Dr. Katsur had no war how long Lenny had been on the streets of Ukraine, trapped in the crossfire. But she’d witnessed firsthand how the war had left so many dogs starving and in need of food. Lenny had been injured and was malnourished by the time he made his way to an animal shelter.
“When I initially arrived, he was laying near to a heater,” Dr. Katsur said to The Dodo. “He had surgery, didn’t move for two days, and didn’t believe anyone.”
Dr. Katsur had been monitoring the war from her home in Virginia only a few weeks before meeting Lenny. However, watching videos and photographs of canines roaming the streets moved her to come to Ukraine to assist.
Her heart went out to all the pet owners who had to leave their best friends behind, as well as the dogs and cats that were left behind when animal shelters were devastated.
So she chose to apply her veterinarian knowledge on the front lines.
“It occurred to me that I might assist, you know?” Dr. Katsur explained. “I’ve never worked harder to go somewhere where no one wanted to go.”
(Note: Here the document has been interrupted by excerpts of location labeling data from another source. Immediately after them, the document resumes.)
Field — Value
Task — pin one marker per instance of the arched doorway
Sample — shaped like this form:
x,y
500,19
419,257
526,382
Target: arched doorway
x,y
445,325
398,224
During her two-week journey, she collaborated with the UK-based grassroots organization Breaking The Chains to offer food and medical treatment to animals. Dr. Katsur saved numerous animals during her stay in Ukraine, and they all had a profound impact on her. “I sobbed when I had to leave them,” Dr. Katsur left.
Lenny, on the other hand, is a dog she’ll never forget because of how radically he transformed right in front of her eyes.
Dr. Katsur and the other volunteers soon won his trust and observed as he warmed up to living with people as they began to care for him at their shelter compound.
“[He] jumped in my luggage,” Dr. Katsur said. “He’d jump and lay on my cot to snuggle, even though he didn’t want a person to touch him previously.”
Dr. Katsur was affected by seeing Lenny become so kind and affectionate.
“He went through such a shift,” Dr. Katsur stated. “It was incredible.”
In fact, Lenny has since earned the nickname “the compound dog” since he enjoys living at the shelter and everyone there adores him.
“By the end, Lenny had the apartment to himself,” Dr. Katsur recalled. “He was the type of man who was allowed to walk around the compound.”
While Katsur is presently back in the United States soliciting funds and recruiting volunteers from afar, she hopes to return to Ukraine in September to save even more animals.
“Right now, I feel like we’ve completed about 1% of what has to be done,” Dr. Katsur remarked.
And, due to Dr. Katsur and Breaking The Chains, the compound now has a full-time Ukrainian vet to care for Lenny and any other animals in need.